GenomeSync |
2024-12-03 update: 1,111,526 genomes 16,235 Gbp 3,431 GB |
About
GenomeSync is a collection of whole genome sequences aggregated from public databases (mostly NCBI) and compressed into NAF format. It aims to include all publically available genomes, however, for practicality it has only one genome per taxonomic node for plants and animals. Please explore the content on the Statistics page. Genome names are consistent with the bundled snapshot of NCBI taxonomy: taxdmp.zip.

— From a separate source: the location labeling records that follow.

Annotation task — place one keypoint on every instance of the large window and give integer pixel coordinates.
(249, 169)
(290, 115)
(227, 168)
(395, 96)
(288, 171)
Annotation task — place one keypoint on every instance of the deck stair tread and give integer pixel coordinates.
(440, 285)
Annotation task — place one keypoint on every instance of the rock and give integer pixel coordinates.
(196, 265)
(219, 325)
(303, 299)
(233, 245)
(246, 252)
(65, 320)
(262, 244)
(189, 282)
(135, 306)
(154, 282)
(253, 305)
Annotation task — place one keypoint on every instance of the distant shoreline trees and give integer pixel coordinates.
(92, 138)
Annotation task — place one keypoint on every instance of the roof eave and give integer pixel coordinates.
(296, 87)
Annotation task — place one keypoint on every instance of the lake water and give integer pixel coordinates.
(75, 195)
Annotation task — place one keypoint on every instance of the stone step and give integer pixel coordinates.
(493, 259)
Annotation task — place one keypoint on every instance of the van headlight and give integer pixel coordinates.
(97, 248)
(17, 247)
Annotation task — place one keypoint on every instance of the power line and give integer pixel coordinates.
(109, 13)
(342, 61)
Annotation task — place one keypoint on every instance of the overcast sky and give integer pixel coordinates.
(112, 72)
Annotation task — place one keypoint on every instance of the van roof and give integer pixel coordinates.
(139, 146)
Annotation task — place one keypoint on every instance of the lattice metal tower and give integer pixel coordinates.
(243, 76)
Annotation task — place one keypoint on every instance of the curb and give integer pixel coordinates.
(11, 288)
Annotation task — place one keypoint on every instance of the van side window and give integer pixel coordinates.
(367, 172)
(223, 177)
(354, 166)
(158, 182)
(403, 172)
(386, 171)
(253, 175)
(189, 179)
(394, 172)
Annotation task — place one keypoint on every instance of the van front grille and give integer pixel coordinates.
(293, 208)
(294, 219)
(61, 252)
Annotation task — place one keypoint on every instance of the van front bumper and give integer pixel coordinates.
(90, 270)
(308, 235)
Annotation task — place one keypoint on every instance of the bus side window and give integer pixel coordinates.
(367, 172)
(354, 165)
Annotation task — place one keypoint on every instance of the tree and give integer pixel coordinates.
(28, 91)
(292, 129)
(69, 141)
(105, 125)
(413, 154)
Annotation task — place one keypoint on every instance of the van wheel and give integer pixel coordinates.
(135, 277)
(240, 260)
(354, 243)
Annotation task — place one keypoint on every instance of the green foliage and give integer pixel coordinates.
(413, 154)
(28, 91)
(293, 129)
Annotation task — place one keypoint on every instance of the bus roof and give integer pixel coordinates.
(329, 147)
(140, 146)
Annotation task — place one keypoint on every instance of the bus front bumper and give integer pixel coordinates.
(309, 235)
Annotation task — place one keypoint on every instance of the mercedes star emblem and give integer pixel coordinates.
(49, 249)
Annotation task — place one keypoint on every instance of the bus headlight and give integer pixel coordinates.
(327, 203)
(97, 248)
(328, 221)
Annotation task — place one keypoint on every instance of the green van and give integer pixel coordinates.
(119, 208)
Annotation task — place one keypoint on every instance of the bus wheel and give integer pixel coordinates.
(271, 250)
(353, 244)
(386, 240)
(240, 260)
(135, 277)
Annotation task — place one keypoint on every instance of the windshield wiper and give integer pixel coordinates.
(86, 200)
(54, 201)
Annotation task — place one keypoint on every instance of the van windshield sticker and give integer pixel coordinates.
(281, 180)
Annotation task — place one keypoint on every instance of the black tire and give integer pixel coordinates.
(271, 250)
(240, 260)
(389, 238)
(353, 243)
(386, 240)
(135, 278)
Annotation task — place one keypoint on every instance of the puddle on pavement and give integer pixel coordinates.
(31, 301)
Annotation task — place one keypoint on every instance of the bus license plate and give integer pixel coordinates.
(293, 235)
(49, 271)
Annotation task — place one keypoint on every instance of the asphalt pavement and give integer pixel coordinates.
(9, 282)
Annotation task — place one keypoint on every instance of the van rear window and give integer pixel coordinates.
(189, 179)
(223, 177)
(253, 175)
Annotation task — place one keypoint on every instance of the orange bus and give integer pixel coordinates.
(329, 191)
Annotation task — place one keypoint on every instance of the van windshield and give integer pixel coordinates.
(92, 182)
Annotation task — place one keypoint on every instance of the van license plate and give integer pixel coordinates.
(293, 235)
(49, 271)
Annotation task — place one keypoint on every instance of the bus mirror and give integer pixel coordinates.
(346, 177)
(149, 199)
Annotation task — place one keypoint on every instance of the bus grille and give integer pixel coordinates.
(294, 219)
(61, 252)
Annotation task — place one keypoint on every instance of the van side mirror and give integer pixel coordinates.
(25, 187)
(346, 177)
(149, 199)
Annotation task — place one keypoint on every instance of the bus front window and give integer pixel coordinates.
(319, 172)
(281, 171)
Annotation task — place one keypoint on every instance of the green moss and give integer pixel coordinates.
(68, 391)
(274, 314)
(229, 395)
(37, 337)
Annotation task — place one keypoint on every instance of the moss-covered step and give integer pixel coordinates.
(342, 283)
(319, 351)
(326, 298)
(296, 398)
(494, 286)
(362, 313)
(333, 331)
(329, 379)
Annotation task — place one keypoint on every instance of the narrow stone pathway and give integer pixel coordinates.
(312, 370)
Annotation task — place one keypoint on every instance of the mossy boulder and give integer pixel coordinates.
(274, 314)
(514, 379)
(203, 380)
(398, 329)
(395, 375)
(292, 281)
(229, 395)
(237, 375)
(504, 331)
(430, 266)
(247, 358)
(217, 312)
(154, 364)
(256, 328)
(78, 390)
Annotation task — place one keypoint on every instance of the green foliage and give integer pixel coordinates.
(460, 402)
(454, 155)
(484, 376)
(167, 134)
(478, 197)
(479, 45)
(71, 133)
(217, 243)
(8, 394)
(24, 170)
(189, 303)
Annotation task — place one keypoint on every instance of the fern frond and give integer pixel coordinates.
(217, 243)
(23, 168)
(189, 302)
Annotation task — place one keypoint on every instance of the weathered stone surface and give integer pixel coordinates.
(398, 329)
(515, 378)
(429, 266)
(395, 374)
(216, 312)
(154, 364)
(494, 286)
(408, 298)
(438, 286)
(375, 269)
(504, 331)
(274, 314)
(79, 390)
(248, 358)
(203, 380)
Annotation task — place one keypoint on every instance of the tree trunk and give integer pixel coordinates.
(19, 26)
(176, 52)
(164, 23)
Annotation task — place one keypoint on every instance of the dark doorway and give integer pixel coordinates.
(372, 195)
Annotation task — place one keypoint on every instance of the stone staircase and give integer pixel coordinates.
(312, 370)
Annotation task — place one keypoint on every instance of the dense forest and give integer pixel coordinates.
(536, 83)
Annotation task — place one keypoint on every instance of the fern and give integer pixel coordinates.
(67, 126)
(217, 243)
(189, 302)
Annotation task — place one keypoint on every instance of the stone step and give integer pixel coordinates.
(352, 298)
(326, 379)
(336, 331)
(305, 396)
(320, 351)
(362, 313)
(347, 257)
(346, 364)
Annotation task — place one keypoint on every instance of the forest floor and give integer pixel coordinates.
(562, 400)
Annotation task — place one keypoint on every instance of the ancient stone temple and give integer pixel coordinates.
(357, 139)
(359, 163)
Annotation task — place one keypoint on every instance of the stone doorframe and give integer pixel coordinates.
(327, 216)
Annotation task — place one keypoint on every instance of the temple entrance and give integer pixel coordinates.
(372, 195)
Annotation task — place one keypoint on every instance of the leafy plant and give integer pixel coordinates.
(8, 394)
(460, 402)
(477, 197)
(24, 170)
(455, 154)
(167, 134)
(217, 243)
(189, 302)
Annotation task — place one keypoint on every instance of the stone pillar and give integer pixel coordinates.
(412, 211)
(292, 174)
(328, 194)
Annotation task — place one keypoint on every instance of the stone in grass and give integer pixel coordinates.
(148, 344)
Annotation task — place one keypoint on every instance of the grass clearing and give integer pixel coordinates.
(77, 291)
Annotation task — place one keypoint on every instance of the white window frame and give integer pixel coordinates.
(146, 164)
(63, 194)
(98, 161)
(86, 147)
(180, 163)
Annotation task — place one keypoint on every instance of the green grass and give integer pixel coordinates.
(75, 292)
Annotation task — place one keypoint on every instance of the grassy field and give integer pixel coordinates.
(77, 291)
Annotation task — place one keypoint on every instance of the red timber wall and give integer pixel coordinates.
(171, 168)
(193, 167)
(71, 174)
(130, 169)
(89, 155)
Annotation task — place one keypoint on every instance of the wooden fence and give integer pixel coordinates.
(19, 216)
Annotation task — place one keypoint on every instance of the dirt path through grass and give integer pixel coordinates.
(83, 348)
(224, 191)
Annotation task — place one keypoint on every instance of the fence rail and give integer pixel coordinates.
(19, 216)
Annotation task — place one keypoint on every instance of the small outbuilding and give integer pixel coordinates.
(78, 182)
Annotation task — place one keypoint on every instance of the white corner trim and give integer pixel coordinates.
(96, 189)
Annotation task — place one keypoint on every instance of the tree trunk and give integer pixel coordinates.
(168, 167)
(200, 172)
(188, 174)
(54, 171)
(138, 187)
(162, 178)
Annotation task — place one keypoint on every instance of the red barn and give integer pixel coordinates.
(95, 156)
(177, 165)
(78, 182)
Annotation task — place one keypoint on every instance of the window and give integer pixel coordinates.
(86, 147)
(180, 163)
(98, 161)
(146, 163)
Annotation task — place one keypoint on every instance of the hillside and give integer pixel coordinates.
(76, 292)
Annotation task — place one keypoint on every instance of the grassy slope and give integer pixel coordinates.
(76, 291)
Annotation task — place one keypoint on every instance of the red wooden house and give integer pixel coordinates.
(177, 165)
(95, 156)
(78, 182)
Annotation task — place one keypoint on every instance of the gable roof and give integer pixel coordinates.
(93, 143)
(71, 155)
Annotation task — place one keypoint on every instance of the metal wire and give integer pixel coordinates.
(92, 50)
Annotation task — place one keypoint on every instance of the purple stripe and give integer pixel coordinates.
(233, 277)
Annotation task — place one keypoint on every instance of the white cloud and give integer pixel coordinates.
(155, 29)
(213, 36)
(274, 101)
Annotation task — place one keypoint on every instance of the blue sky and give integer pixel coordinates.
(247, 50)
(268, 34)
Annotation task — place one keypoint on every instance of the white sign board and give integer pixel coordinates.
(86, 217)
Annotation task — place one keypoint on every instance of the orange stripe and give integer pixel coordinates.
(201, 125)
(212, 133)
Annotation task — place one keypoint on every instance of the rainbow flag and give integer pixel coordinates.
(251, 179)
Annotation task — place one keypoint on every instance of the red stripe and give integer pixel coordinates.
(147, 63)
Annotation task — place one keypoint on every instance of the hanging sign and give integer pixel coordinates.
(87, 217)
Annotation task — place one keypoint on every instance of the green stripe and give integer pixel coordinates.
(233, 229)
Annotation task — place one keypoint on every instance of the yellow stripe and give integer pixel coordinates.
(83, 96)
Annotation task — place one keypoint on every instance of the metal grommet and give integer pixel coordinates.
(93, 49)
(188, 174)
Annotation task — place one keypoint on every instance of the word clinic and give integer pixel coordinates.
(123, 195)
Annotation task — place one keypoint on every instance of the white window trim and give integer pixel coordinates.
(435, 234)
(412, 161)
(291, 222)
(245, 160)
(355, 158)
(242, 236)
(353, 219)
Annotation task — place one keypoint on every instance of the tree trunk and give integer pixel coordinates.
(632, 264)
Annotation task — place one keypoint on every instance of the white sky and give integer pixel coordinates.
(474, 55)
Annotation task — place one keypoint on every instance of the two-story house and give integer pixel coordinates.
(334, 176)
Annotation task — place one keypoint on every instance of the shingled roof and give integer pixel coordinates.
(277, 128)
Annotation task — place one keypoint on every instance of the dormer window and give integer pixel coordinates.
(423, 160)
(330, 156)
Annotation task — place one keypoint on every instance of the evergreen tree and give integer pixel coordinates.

Downloading and synchronizing
GenomeSync data is available at http://genomesync.nig.ac.jp/naf/. The genomes can be downloaded one by one, or all at once using tools such as wget. For selective downloading, wget can be combined with the Genome Selector tool. A previously downloaded set of genomes can be synchronized to the upstream GenomeSync. Please see details on the Downloading page.
Decompressing
Individual genomes are stored in the NAF format. They can be decompressed using this command: unnaf file.naf >file.fa. Also they can used without storing decompressed file, by piping unnaf output to another tool. E.g.: unnaf file.naf | grep ">" | wc -l.
Citation
Kirill Kryukov, So Nakagawa, Tadashi Imanishi (2024) “GenomeSync: a synchronizable database of genome sequences” iDarwin, vol. 4, 4-23.